Fausses factures au Grand Lyon : deux entreprises condamnées

Le 27 juin 2014, trois sociétés de BTP étaient condamnées à 45 000 euros d’amende pour usage de faux en écriture dans l’affaire dite « des fausses factures » établies au préjudice du Grand Lyon. Rejugées en appel mercredi, deux d’entre elles ont vu leur amende délictuelle abaissée à 25 000 euros.

Palais des 24 colonnes mercredi, 13h30. Devant la Cour d’appel de Lyon, les sociétés Beylat Travaux publics et Sacer Sud-Est sont à nouveau reconnues coupables d’usage de faux en écriture dans l’affaire dite « des fausses factures » établies au préjudice de la métropole de Lyon.
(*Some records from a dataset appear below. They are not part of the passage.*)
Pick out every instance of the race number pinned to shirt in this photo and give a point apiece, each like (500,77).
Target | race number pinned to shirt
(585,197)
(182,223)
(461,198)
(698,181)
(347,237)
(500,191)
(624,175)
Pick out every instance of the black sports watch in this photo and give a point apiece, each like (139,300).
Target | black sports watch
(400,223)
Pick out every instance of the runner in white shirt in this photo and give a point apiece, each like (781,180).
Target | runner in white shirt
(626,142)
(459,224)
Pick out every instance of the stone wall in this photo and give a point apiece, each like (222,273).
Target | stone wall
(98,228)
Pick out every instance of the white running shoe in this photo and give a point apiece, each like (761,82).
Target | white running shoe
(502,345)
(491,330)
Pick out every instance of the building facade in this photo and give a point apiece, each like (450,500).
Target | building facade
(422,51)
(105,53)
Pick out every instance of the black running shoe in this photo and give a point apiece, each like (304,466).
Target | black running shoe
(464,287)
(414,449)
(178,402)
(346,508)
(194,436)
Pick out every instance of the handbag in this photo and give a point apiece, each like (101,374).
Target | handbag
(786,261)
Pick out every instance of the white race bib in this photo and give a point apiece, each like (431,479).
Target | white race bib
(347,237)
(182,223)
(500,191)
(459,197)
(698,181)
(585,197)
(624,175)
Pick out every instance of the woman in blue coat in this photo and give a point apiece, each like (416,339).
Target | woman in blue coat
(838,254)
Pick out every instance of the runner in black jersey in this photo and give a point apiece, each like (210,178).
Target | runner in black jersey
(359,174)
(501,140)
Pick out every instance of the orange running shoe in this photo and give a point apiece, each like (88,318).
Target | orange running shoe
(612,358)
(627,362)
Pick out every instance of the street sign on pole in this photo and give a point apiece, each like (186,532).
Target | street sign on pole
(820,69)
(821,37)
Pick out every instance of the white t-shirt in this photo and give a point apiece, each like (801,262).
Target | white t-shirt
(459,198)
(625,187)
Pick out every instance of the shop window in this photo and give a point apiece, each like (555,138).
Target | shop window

Leur condamnation à 45 000 euros d’amende prononcée le 27 juin 2014 en première instance vient toutefois d’être abaissée à 25 000 euros par la septième chambre correctionnelle de la cour d’appel.

Des fausses factures établies au nom des sociétés condamnées

En décembre 2009, un système de détournement de fonds publics au préjudice du Grand Lyon avait éclaté au grand jour. De fausses factures au nom des sociétés appelantes avaient été établies à la demande de Claude Testud, fonctionnaire à la direction de la voirie de la communauté urbaine de Lyon. L’agent public à l’origine d’un véritable système de fausse facturation qu’il avait reconnu, a été radié des cadres de la fonction publique depuis et avait été condamné en 2014 à 16 mois d’emprisonnement avec sursis et à 15 000 euros d’amende pour détournement de fonds publics. Il n’avait pas fait appel de la décision du tribunal.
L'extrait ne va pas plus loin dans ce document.